By Ernie Tretkoff
Analysis of the weird quark-gluon matter produced at RHIC shows that the substance is more like a liquid than a gas, researchers reported at the APS April Meeting. The researchers from the Relativistic Heavy Ion Collider at Brookhaven National Laboratory announced the results of recent analysis of the quark gluon matter they have been producing for years–a state many scientists expected would be the "quark gluon plasma."
"Theorists expected this phase to exist. The properties of this phase are surprising. The big surprise is that it’s a liquid," said Brookhaven theorist Dmitri Kharzeev.
The RHIC collaborations made this announcement at a press conference during the APS April Meeting in Tampa. They will also publish a set of papers in the journal Nuclear Physics A.
Researchers from all four RHIC collaborations–PHENIX, STAR, PHOBOS, and BRAHMS–participated in the announcement. The new results are based on analysis of data from the 2000-2003 run.
RHIC creates the blob of quark-gluon matter by smashing gold nuclei together at very high energies. Under these extreme conditions, the quarks and gluons normally bound in nucleons can become unbound. The quark gluon matter is extremely hot and dense, nearly 150,000 times as hot as the sun’s core and 100 times the density of a nucleus, said the researchers. The blob lasts for only about 10-23 seconds.
By analyzing the distribution of particles that spray out of the quark-gluon blob as the state decays, researchers from the four collaborations have concluded that this strange, short-lived state behaves like a liquid, rather than a gas, as some physicists had predicted. In this state, the quarks and gluons interact with each other more strongly than expected, and flow together with very little viscosity, like a nearly perfect fluid. "It’s more fluid than the water in this glass," said Kharzeev, pointing to the glass in front of him.
Some theorists have been saying for several years that this quark gluon matter produced by RHIC is the much sought-after quark-gluon plasma, a state that is thought to have existed briefly in the very early universe. "Circumstantially, that fits the data," said Sam Aronson, Associate Director for High Energy and Nuclear Physics at Brookhaven. "Every physicist has his own take on whether this is the quark-gluon plasma. I think it is."

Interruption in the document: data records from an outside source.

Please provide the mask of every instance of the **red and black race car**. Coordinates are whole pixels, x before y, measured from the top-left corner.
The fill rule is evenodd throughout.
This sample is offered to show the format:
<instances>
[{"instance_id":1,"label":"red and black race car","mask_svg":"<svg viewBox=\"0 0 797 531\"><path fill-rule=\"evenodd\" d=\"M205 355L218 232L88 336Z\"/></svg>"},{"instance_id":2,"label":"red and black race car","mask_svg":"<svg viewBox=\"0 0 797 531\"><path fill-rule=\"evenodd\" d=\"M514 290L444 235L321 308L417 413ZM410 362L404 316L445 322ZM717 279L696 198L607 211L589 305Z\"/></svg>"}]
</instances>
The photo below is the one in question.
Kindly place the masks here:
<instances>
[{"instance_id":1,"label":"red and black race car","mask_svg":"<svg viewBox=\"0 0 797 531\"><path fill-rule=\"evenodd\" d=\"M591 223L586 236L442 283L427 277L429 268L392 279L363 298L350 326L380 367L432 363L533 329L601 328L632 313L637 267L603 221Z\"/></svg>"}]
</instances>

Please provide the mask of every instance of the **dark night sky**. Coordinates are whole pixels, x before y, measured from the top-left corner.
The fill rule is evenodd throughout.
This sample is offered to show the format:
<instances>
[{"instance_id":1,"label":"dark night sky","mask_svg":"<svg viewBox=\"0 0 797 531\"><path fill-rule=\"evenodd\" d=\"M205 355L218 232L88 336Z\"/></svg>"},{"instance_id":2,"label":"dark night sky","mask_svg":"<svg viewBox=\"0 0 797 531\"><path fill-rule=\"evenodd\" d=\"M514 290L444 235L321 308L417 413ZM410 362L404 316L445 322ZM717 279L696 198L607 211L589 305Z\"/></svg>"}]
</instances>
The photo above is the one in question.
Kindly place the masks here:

But the RHIC scientists have cautiously avoided making an official announcement of the quark-gluon plasma. They said at the press conference in Tampa that they are more concerned with studying the properties of this bizarre state of matter than with naming it.
Some researchers believe that the quark-gluon plasma would have filled the universe in the first microseconds after the big bang, and therefore the RHIC studies could help provide insight into the extreme conditions in the early universe. "We think we’re looking at a phenomenon last seen in the universe more than 13 billion years ago," said Aronson.
However, Kharzeev said, "The findings are so new no one has looked at implications for cosmology."
RHIC researchers plan to continue to study the properties of this unusual state of matter by measuring its heat capacity, viscosity, and temperature.
"There are lots of exciting questions. We’re at the edge of new terrain. We need to go explore it," said Aronson.
However, due to budget cuts, RHIC will have to decrease its operating time from 30 to 12 weeks per year. "This clearly slows down the productivity of the program," said Aronson.